5) Battery life could be an issue
Battery life on the Nintendo 3DS and Wii U GamePad have been underwhelming, and it looks like that trend will continue with the Switch. Nintendo estimates that the built-in battery will allow for between 2.5 and 6 hours of play depending on activity and settings, with a big game like The Legend of Zelda: Breath of the Wild expected to run for about 3 hours on a full charge.
In other words, you'll want an external battery pack – and thankfully, Nintendo is making that process easier by not using proprietary connectors. The Switch can charge via a standard USB-C port, which means you can plug it into a power source on the go, or use your own battery pack.
6) The Joy-Cons have some tricks
The detachable Joy-Con controllers look very, very small, but they're packed with functionality. Each has a full array of buttons, so you can have two players battle it out on the go, plus each has an accelerometer and gyroscope for Wii-like motion controls.
One of the Joy-Con controllers also has an infrared camera that can read hand gestures (like rock, paper, or scissors) and sense distance, which will probably be put to amusing use in the launch mini-game compilation, 1-2 Switch.
Meanwhile, the right Joy-Con has an NFC sensor for Amiibo usage, ensuring that the popular smart toys will continue on for another generation, and the left Joy-Con has a Capture button that'll snag screenshots at launch. Later on, it'll be updated to grab video, as well. And both have "HD Rumble" capabilities touted to provide incredibly sensitive force feedback.

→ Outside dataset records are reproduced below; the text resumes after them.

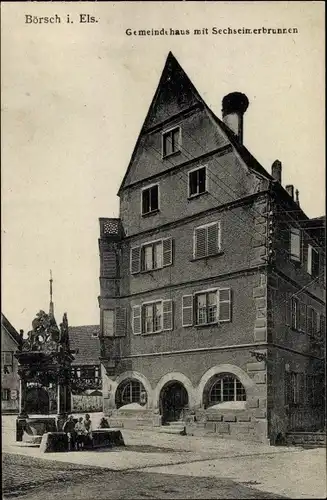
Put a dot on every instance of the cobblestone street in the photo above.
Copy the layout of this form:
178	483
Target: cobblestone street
157	465
36	479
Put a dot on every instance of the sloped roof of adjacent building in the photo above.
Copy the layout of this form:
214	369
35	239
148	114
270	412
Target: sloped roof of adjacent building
84	340
10	329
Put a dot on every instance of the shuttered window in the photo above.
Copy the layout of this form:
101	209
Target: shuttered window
120	321
302	317
295	244
295	313
211	306
167	251
108	322
152	317
224	304
171	141
313	261
150	199
135	259
197	182
136	320
206	240
167	313
152	255
187	310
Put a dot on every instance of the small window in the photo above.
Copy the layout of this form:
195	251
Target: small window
7	362
5	394
312	321
108	322
197	182
151	256
211	306
295	312
206	240
150	200
226	388
295	244
313	261
152	317
171	141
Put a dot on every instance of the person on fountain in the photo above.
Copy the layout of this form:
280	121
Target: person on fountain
88	427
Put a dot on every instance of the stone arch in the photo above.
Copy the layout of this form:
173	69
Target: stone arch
243	377
178	377
137	376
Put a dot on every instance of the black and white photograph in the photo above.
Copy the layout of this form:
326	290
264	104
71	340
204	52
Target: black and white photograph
163	310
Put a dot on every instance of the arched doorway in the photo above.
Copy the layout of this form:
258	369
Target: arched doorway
173	400
37	401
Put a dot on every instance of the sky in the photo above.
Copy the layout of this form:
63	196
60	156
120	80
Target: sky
75	95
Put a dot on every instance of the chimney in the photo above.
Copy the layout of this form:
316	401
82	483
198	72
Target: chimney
234	106
276	171
297	198
290	189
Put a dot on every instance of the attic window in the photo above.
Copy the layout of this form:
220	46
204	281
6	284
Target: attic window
197	181
150	199
171	141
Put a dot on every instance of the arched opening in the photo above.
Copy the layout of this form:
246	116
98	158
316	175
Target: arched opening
37	401
224	390
173	402
130	391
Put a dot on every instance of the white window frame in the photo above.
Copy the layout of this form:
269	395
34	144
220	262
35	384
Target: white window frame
142	307
164	133
312	249
205	184
296	231
141	255
206	292
205	226
145	188
218	301
151	303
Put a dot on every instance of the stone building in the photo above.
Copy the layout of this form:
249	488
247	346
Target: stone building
212	281
10	341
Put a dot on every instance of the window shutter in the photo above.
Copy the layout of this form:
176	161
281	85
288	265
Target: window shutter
200	236
322	325
167	251
135	260
309	263
187	310
213	239
224	301
288	309
167	312
108	322
120	321
136	320
302	316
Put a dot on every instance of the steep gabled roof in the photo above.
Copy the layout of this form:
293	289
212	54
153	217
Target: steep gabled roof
10	329
84	340
174	81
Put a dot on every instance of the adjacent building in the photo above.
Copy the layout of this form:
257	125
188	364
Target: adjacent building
86	370
10	342
212	280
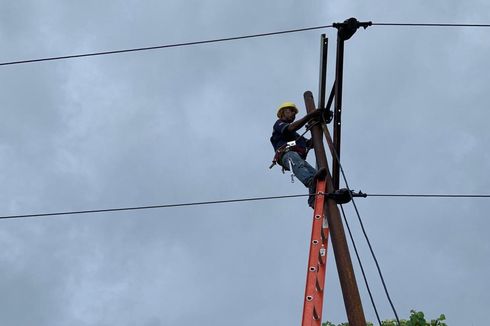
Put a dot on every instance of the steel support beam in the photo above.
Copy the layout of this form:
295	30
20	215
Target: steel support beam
352	299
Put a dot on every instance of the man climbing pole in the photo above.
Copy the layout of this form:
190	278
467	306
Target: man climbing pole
291	148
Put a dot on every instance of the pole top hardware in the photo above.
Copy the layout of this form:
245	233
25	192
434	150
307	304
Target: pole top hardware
344	195
349	27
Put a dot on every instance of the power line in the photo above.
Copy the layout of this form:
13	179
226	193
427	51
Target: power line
430	25
224	202
164	46
361	266
151	207
432	195
336	157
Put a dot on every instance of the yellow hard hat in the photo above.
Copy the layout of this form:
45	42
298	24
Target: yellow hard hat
289	105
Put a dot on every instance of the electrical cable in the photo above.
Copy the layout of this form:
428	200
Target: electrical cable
360	265
367	238
164	46
432	195
430	25
151	207
91	54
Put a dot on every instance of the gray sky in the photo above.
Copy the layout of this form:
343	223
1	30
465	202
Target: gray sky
193	124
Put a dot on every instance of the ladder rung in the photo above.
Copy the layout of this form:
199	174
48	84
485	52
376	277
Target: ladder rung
318	285
316	315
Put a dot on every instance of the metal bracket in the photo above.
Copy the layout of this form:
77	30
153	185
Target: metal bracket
344	195
349	27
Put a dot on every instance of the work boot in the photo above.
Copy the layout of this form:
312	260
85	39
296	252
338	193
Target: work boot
320	175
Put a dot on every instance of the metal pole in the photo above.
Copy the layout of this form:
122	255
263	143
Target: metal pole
339	73
323	71
352	300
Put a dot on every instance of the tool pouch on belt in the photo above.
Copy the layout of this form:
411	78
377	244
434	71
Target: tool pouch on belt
283	150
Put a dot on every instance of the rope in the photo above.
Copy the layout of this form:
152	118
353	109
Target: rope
360	265
367	239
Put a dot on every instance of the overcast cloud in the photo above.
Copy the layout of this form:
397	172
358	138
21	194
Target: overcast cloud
193	124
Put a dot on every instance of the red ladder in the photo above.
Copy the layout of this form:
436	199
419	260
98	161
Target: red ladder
317	262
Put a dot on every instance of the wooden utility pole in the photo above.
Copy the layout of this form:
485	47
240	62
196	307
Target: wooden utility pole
350	292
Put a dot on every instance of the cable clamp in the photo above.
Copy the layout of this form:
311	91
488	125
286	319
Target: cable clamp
349	27
343	196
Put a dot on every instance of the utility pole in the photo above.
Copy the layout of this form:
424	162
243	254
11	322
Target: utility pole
352	300
330	210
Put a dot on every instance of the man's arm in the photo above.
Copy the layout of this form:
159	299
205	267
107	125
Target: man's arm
296	125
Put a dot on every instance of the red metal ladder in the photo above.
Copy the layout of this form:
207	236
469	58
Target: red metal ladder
317	262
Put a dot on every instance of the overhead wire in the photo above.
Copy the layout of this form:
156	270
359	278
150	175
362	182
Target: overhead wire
336	157
237	200
361	266
431	25
431	195
105	210
164	46
225	39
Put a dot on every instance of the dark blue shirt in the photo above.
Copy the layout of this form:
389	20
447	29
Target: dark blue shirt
281	135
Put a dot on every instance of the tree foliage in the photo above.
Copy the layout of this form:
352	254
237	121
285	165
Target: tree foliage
417	318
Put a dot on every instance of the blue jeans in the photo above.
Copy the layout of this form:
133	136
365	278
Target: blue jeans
302	170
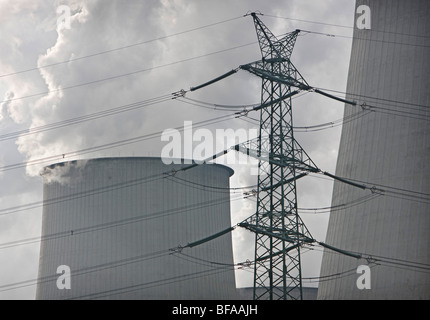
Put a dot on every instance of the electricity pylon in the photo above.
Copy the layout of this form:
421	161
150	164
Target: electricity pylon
280	232
279	229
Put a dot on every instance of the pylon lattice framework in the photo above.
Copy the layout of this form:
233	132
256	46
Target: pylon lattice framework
278	227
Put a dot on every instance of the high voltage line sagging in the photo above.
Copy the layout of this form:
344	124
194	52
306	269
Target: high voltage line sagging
414	112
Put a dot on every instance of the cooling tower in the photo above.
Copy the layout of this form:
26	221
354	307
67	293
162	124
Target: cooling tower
387	148
113	222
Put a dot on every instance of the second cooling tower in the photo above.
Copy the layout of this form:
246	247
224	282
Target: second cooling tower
111	224
388	149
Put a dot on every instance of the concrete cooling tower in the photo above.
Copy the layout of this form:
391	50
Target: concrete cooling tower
390	149
108	225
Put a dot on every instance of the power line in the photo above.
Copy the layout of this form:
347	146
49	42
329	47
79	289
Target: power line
367	39
107	145
120	222
128	74
89	117
120	48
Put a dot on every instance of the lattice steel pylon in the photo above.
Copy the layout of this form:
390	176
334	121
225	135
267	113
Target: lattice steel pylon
279	230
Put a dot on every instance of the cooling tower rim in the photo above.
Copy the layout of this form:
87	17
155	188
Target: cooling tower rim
103	159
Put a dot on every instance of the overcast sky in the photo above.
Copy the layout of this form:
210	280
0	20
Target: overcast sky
187	53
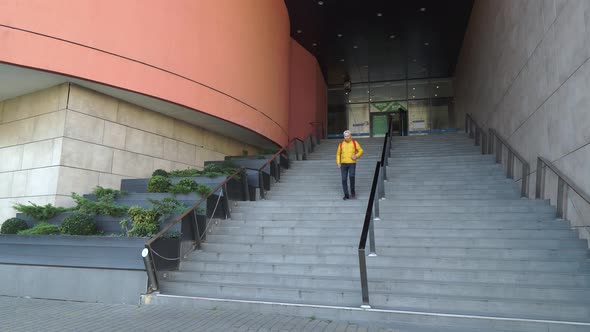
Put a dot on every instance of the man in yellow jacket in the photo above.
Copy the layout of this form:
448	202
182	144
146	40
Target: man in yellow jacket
348	152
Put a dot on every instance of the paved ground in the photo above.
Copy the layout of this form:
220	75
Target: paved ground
20	314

7) Up to 8 systems can link up
Looking to host a local Switch party? If seven of your friends have the console as well, you'll be able to link up eight of them via local wireless connections for LAN-like play.

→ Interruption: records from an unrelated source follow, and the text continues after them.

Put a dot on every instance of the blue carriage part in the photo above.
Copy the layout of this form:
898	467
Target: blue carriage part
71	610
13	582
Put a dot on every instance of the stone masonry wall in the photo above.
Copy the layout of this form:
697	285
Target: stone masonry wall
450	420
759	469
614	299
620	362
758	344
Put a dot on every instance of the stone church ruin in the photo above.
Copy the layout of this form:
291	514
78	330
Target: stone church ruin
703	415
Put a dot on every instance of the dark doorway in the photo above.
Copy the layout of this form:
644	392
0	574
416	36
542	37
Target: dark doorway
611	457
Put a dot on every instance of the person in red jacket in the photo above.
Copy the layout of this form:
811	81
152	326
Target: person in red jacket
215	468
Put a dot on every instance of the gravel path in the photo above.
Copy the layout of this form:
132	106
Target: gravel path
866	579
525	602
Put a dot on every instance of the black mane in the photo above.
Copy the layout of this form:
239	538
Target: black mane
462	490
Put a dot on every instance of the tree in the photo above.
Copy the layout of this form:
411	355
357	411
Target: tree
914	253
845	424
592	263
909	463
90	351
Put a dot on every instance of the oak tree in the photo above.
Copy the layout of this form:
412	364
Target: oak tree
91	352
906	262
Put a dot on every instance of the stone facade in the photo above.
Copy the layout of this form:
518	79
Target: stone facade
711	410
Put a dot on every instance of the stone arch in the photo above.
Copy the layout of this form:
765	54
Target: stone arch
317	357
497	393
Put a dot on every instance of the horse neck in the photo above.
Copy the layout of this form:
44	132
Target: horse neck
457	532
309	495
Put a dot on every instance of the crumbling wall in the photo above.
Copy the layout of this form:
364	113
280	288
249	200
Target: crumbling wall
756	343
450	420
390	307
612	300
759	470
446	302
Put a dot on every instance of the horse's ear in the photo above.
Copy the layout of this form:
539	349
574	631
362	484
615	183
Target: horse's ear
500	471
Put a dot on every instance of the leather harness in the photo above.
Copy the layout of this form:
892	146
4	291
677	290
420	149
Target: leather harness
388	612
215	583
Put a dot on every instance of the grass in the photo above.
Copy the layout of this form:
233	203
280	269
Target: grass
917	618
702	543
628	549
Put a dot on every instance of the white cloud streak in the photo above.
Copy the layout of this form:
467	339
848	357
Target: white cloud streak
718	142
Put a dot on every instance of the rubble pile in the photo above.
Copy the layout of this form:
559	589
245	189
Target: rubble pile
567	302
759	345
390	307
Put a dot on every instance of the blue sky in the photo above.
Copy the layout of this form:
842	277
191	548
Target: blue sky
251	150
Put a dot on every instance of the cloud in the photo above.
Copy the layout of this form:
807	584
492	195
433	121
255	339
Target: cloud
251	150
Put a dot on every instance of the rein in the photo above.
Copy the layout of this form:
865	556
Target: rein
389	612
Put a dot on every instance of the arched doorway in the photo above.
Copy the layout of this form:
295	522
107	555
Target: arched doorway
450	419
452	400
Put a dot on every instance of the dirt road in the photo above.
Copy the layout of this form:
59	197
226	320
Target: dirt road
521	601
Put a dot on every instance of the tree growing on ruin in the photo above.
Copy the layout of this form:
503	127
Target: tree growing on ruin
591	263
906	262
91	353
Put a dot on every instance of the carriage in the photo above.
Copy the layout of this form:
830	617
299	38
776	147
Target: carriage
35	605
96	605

That'll come in handy with Splatoon 2, no doubt, and its 4-on-4 Turf War paint-blasting battles. It'll also have Wi-Fi capabilities for online action, of course, and Splatoon 2 in particular is pegged to be Nintendo's first attempt at building an eSports sensation with that kind of support.
8) The launch lineup might be tiny
First thing's first: The Legend of Zelda: Breath of the Wild will launch alongside the Switch on 3 March (no word on the Wii U release date, sadly), and that should be enough to get a lot of Nintendo fans onboard.
Besides Zelda? Well, we're not sure that it'll be a very robust day-one lineup. 1-2 Switch is also confirmed for 3 March, but that's the only other game we know of at this point. We'll probably see some ports ready for the launch – maybe The Elder Scrolls V: Skyrim, or some downloadable games?
But it's going to be really strange if Nintendo drops this thing with only a tiny handful of games to play right out of the gate. Actually, it'll feel like 1996/1997 all over again with the Nintendo 64.
9) But there's plenty more coming
Nintendo announced some pretty big releases beyond those couple confirmed launch titles, including Super Mario Odyssey, Mario Kart 8 Deluxe, Splatoon 2, Xenoblade Chronicles 2, and Fire Emblem Warriors, and pointed to third-party releases like FIFA this autumn and a new No More Heroes game at some point.
It could be a slow trickle at first, but hopefully the release flow continues to ramp up… unlike with the Wii U, where a big batch of games launched with the system, mostly underperformed, and then led to a much quieter release calendar thereafter.